The CHEK1 Gene encodes a protein involved in critical cellular processes related to DNA repair and genomic stability. This gene has been studied in the context of neurodegenerative diseases including Parkinson's disease and ALS, as well as various cancer predisposition syndromes.
| Checkpoint Kinase 1 | |
|---|---|
| Gene Symbol | CHEK1 |
| Full Name | checkpoint kinase 1 |
| Chromosome | 11q24.2 |
| NCBI Gene ID | 1111 |
| OMIM | 604603 |
| Ensembl ID | ENSG00000149554 |
| UniProt ID | O14787 |
| Associated Diseases | ALS, Parkinson's Disease, Cancer |
CHEK1 (Checkpoint Kinase 1) encodes a serine/threonine kinase that plays a central role in the DNA damage response (DDR). It is activated by ATR (Ataxia Telangiectasia and Rad3-related) in response to replication stress and DNA lesions. CHEK1 is essential for maintaining genomic stability and has been implicated in neurodegenerative diseases including ALS and Parkinson's disease.

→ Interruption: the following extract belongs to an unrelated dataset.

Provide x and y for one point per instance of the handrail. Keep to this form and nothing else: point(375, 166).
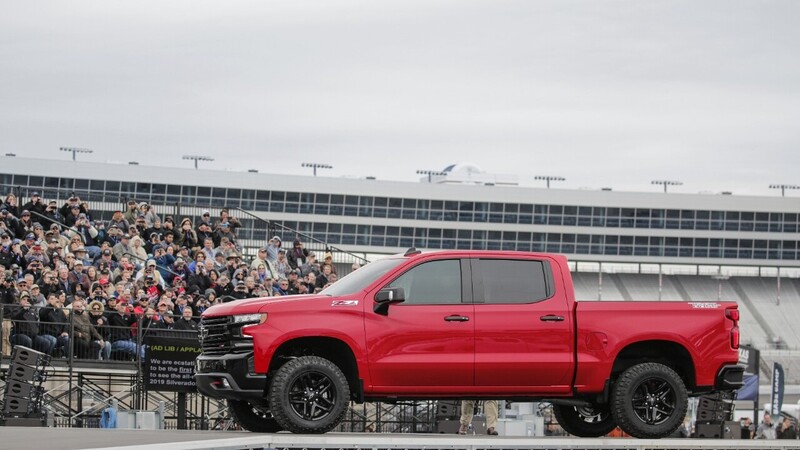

CHEK1 (Checkpoint Kinase 1) is a serine/threonine kinase that plays a central role in the DNA damage response (DDR). It is activated by ATR (Ataxia Telangiectasia and Rad3-related) in response to replication stress and DNA lesions.
Key functions include:
CHEK1 is expressed ubiquitously:
Research on CHEK1 Gene has revealed important connections between DNA repair mechanisms and neurodegenerative diseases. Studies have shown that variants in DNA repair genes can influence susceptibility to Parkinson's disease and ALS, potentially through effects on mitochondrial function and cellular stress responses.
The protein encoded by this gene plays a role in maintaining genomic stability, and dysregulation may contribute to the accumulation of DNA damage in neurons over time. This has implications for understanding the molecular basis of neurodegeneration and developing therapeutic interventions.
CHEK1 is a master regulator of the DNA damage response, linking replication stress to cell cycle arrest and DNA repair.